Quite apart from the fact that all this is according to your view that thought contains a cognitive component, whereas someone who disagrees with that seems would not be able at all to prefer one possibility over another. And likewise according to your view, just as these hypotheses are built “within” the framework of thought, the hypothesis about God is built within the framework of “sensation”-intuition, but it does not necessarily have priority over the second framework. Though of course, if we do have that cognition, then we are not forced to give an alternative explanation. But of course here I was speaking about the atheist who proposes another possibility, whose status is apparently identical to the status of your explanation, whatever its source may be.)

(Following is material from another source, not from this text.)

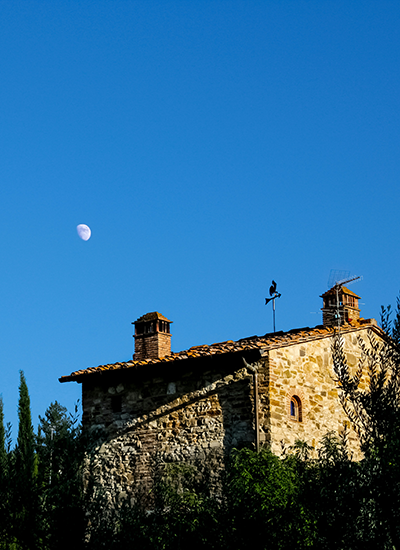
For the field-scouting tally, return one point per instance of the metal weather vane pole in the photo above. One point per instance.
(274, 294)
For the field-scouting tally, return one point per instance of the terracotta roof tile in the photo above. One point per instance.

And if 1 really is independent of 2, and especially if God is an inference from 1 and not an intuitive insight in the sense of “This is my God,” then the argument itself seems circular, because why do we trust thought? Because there is a coordinating factor. And how do we know it exists? Only because there is trust in thought. And so on in a circle. Though one may think that psychologically the feeling and sense would remain that thought is coordinated (even skeptics usually would not disagree on this point), while in fact thought is not coordinated in any essential / philosophical sense if that coordinating factor does not exist. So it does seem circular, doesn’t it?